Read Button, Button: Uncanny Stories Page 3


  He focused his eyes and glared at Carrie. "All right, say it," he demanded. "Get it out."

  She turned and looked at him imploringly. "Does it have to be so much?" she asked.

  He turned his face away from her and closed his eyes.

  "Greg, does it-"

  "Yes!" He drew in a shaking breath. God, would he be glad to get away from her!

  "What if they can't pay?"

  Tough."

  The sound of her repressed sob set his teeth on edge. "Go in and lie down," he told her. "Greg, he hasn't got a chance!"

  He twisted around, face whitening. "Did he have a better chance before we came?" he snarled. "Use your head for once, God damn it! If it wasn't for us, he'd be as good as dead already!"

  "Yes, but-"

  "I said go in and lie down!"

  "You haven't seen the way it's going to happen, Greg!"

  He shuddered violently, fighting back the urge to grab the whiskey bottle, leap at her and smash her head in. "Get out of here," he muttered.

  She stumbled across the room, pressing the back of a hand against her lips. The bedroom door thumped shut and he heard her fall across the bed, sobbing.
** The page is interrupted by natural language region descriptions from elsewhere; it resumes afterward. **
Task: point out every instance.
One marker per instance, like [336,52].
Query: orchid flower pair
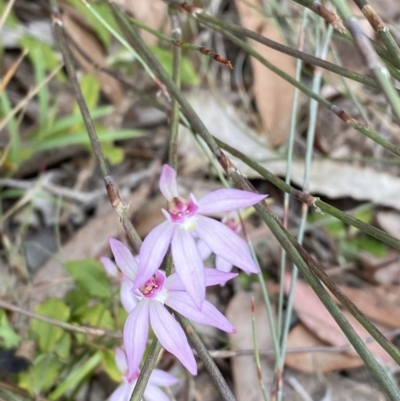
[145,291]
[187,224]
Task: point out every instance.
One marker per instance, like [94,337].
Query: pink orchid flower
[149,310]
[185,223]
[152,393]
[232,221]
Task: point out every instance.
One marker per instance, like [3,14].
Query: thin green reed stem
[176,76]
[304,262]
[308,161]
[381,29]
[367,52]
[336,110]
[209,363]
[307,58]
[287,241]
[257,353]
[113,195]
[281,328]
[261,281]
[311,201]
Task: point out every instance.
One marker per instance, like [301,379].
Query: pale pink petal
[213,277]
[128,299]
[161,378]
[168,185]
[225,243]
[209,314]
[109,267]
[222,264]
[226,200]
[204,250]
[153,393]
[123,392]
[120,360]
[153,251]
[136,331]
[188,265]
[171,336]
[123,258]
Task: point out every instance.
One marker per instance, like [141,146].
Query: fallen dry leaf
[247,386]
[312,362]
[317,319]
[273,94]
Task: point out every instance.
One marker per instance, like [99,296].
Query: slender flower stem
[286,240]
[148,367]
[204,355]
[176,76]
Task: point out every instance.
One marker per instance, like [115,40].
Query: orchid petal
[171,336]
[223,265]
[123,392]
[226,200]
[212,276]
[153,393]
[161,378]
[188,265]
[123,258]
[152,252]
[168,184]
[109,266]
[215,277]
[120,360]
[204,250]
[209,314]
[225,243]
[128,299]
[136,331]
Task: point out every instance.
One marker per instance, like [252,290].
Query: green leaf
[81,138]
[114,154]
[109,365]
[98,316]
[49,335]
[188,73]
[90,88]
[8,337]
[370,245]
[42,375]
[98,27]
[89,274]
[63,346]
[75,378]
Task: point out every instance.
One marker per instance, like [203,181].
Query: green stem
[209,364]
[176,77]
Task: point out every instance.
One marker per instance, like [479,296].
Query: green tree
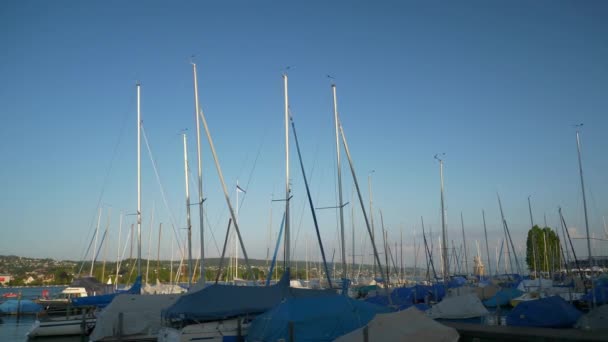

Damn wet-eye bitch!

  He gritted his teeth until his jaws hurt, then poured himself another inch of whiskey, grimacing as it burned its way into his stomach. They'll come through, he told himself. Obviously, they had the money and, obviously, the woman had believed him. He nodded to himself. They'll come through, all right. Ten thousand; his passport to another life. Expensive clothes. A class hotel. Good-looking women; maybe one of them for keeps. He kept nodding. One of these days, he thought.
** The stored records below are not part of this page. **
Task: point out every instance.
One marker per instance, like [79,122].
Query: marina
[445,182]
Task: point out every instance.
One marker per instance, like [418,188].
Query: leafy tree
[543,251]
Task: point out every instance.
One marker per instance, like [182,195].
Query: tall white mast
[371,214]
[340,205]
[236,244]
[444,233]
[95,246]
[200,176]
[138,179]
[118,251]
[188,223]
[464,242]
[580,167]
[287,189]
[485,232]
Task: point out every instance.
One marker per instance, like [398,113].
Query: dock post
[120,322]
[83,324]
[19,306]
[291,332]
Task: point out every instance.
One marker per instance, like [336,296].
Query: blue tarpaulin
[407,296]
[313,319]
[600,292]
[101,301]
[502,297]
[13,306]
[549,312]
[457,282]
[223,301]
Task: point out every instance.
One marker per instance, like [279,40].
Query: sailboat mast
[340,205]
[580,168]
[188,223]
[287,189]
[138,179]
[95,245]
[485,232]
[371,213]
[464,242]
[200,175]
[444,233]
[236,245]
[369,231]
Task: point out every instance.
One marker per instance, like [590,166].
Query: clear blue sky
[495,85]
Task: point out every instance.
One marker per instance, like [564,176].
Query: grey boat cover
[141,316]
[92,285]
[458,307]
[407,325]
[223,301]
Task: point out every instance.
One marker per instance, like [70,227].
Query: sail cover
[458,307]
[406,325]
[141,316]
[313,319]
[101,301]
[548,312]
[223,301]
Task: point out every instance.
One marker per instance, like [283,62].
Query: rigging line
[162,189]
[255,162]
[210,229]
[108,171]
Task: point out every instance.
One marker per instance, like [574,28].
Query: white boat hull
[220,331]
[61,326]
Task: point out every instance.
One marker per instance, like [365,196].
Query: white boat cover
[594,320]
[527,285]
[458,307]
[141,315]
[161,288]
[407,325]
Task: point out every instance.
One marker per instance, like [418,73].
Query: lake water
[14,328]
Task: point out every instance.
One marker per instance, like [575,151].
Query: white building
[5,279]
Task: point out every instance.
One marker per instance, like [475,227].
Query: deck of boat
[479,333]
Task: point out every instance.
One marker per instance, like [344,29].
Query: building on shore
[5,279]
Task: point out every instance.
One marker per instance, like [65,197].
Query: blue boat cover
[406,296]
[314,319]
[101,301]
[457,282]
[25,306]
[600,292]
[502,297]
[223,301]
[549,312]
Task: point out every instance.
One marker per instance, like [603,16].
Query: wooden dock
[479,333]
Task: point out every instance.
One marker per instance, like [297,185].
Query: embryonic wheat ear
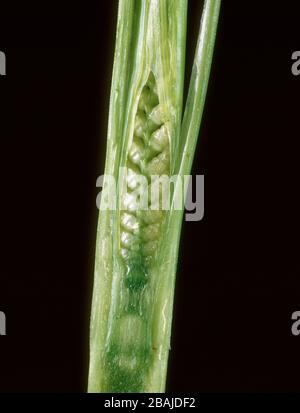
[137,249]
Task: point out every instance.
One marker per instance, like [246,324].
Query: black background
[238,274]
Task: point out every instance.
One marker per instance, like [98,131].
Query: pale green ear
[136,250]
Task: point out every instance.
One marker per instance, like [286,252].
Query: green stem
[134,284]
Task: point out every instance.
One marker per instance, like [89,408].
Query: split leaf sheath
[136,250]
  He was reaching for his glass when he heard the muffled sound of Carrie talking in the bedroom. For several moments, his outstretched hand hovered between the sofa and the table. Then, in an instant, he was on his feet, lunging for the bedroom door. He flung it open. Carrie jerked around, the phone receiver in her hand, her face a mask of dread. "Thursday, the fourteenth!" she blurted into the mouthpiece. "Two-sixteen in the afternoon!" She screamed as Greg wrenched the receiver from her hand and slammed his palm on the cradle, breaking the connection.

  He stood quivering before her, staring at her face with widened, maniac eyes. Slowly, Carrie raised her hand to avert the blow. "Greg, please don't-" she began.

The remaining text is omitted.